Interpretation summary for Parametric Distribution Analysis (Right Censoring)

Use a parametric distribution analysis to fit a distribution to your data and to obtain estimates that describe the reliability of your product. Parametric distribution analysis estimates the parameters of the distribution that you select.

Based on the fitted distribution, you can then do the following:
  • Display parameter estimates and distribution characteristics such as mean time to failure (MTTF)
  • Estimate percentiles and survival probabilities
  • Compare the fitted distribution to a historical distribution or compare the distributions of two or more data sets
  • Display probability, survival, cumulative failure, and hazard plots

When your product fails in different ways, use a failure mode analysis to evaluate the impact of each type of failure on the overall reliability. Each failure mode is assumed to be independent and may be modeled by different distributions. By analyzing each failure mode individually, you can more easily prioritize your improvement efforts.

Data description

Engine windings data: Single failure mode analysis
EngineWindingReliability.MTW

A reliability engineer studies the failure rates of engine windings of turbine assemblies to determine the times at which the windings fail. At high temperatures, the windings might decompose too fast.

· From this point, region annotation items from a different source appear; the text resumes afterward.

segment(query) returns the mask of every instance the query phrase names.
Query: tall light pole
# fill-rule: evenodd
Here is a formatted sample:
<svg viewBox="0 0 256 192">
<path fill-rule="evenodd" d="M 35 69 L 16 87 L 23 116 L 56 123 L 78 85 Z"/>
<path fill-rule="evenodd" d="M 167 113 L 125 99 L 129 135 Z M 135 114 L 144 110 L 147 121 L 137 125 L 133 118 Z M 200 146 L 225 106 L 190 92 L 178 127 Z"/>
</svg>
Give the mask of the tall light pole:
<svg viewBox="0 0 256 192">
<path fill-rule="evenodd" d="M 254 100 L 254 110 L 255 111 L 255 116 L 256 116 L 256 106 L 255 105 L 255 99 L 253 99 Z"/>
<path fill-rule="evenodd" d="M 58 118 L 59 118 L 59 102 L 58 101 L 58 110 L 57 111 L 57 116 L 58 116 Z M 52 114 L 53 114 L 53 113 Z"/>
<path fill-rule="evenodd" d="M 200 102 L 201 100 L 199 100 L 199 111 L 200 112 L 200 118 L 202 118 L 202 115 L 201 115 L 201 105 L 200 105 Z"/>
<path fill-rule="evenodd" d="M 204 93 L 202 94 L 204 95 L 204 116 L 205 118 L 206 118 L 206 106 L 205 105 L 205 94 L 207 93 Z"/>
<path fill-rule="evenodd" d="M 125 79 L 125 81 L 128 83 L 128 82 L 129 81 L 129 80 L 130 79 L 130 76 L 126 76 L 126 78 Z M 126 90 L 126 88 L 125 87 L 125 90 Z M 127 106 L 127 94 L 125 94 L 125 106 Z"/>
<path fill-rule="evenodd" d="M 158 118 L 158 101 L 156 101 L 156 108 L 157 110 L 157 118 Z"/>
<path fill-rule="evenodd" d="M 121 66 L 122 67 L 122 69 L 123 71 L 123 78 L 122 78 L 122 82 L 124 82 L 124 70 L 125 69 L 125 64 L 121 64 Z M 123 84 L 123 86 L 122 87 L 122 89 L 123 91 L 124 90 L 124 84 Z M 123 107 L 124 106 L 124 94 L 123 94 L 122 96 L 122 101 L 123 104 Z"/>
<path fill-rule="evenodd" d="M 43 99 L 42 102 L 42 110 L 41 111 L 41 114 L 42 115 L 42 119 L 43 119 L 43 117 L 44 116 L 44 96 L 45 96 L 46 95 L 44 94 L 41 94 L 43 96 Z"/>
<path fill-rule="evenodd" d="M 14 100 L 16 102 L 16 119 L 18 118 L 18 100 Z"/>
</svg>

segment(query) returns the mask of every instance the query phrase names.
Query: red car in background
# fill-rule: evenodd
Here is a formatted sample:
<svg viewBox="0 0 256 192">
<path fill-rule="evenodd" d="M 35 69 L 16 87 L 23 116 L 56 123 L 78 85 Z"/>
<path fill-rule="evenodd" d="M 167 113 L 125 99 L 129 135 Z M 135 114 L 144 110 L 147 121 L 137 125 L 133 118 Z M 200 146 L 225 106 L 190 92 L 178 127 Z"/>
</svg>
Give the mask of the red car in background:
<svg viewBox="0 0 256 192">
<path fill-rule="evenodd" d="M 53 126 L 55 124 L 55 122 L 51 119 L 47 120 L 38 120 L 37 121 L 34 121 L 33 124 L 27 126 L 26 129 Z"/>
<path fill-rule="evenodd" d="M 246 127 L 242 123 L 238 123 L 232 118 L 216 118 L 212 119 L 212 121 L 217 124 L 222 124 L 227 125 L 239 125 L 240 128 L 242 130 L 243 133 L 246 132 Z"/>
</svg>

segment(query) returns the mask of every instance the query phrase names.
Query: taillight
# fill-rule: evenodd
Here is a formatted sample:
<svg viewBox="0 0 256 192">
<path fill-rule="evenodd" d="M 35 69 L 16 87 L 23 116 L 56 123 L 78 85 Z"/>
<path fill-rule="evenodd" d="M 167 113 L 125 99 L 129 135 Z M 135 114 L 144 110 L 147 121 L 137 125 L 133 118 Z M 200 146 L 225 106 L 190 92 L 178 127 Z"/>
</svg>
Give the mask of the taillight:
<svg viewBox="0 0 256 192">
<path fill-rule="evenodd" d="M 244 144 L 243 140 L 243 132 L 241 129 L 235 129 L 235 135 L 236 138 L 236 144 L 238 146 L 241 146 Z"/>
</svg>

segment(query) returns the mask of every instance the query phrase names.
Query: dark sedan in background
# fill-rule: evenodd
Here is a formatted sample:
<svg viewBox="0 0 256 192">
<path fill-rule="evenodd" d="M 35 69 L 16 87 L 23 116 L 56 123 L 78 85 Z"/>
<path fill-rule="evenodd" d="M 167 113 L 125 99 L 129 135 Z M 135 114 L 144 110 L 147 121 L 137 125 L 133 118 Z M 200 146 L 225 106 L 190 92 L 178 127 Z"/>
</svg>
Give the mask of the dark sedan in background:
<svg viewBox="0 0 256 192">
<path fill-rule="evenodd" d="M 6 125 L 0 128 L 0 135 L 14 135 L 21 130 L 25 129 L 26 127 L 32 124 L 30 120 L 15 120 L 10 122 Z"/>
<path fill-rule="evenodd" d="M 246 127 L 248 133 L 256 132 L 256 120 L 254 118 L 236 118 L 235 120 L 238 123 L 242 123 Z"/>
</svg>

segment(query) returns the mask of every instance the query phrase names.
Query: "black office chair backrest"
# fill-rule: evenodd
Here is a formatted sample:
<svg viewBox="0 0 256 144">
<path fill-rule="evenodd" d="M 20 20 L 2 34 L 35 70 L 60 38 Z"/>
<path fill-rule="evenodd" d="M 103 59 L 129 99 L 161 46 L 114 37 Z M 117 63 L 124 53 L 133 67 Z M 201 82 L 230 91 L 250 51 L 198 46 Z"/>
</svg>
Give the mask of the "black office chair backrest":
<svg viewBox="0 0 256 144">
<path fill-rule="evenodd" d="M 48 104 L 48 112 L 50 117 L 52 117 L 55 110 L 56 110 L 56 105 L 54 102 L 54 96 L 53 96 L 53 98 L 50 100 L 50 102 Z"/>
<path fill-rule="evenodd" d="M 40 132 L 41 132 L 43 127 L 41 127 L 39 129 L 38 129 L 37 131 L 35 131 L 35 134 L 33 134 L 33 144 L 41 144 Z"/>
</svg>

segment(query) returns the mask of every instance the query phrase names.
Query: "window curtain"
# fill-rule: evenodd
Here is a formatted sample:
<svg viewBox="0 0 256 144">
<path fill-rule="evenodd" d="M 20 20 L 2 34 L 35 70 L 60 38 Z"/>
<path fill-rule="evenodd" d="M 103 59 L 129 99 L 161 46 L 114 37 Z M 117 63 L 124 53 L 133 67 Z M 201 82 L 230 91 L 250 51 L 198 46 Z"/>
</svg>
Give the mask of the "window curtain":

The engineer records failure times for the engine windings at 80° C and 100° C. Because some units must be removed from the test before they fail, the data are right censored. The engineer performs a parametric distribution analysis using a lognormal distribution.

Dishwasher data: Multiple failure mode analysis
DishwasherReliability.MTW

A household appliance manufacturer wants to improve the reliability of their dishwasher spray arms. To determine how to focus the improvement effort, engineers collect data on how and when spray arms fail.

The engineers perform a parametric analysis with multiple failure modes. They use a Weibull distribution to model spray arm breaks, and a lognormal distribution to model spray arm obstructions.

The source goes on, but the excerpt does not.